Rumors of another McCain ticket
By Albert Eiseleand By Jeff Dufour
During the last presidential campaign, there was much talk about a Kerry-McCain ticket after Sen. John Kerry (D-Mass.) sounded out Sen. John McCain (R-Ariz.) about joining him on a bipartisan fusion ticket.
McCain obviously turned Kerry down, but as the 2008 election approaches there are signs that an equally intriguing McCain-Kerry ticket could be in the works. If such an improbable thing comes to pass, its genesis might well be traced back to a one-on-one breakfast meeting July 27, when the two decorated Vietnam veterans huddled for more than an hour at La Colline restaurant on Capitol Hill.
Fellow diners said the pair was engaged in earnest conversation throughout the breakfast, although Kerry spokesman David Wade characterized it simply as a chat between two “longtime friends.”
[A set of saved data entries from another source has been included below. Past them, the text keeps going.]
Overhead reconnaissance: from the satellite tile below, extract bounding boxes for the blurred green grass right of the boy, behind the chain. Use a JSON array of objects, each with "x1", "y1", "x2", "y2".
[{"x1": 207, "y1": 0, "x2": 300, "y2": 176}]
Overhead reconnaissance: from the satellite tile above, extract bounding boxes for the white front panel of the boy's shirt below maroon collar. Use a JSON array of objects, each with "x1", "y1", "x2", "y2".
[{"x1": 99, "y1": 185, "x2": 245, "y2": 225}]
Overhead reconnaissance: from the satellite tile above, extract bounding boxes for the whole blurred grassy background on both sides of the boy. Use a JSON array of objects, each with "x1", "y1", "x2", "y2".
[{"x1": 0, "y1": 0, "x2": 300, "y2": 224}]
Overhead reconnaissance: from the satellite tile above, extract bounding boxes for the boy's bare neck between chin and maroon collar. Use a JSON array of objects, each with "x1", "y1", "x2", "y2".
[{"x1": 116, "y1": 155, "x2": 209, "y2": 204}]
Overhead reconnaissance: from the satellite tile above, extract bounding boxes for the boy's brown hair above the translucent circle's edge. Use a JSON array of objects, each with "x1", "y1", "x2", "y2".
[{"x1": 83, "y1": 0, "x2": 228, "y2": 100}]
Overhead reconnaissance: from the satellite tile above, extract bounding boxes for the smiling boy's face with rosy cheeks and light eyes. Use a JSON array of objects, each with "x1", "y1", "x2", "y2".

The meeting came in the wake of McCain’s increasingly critical stance on the Bush administration’s conduct of the war on terrorism, particularly the treatment of suspected terrorists at prison camps in Iraq and Guantanamo Bay, Cuba. McCain, who spent years as a prisoner of war in North Vietnam’s Hanoi Hilton, led the fight just before the August recess to add an amendment to the defense appropriations bill prohibiting harsh treatment of detainees held in American custody, despite personal lobbying by Vice President Cheney.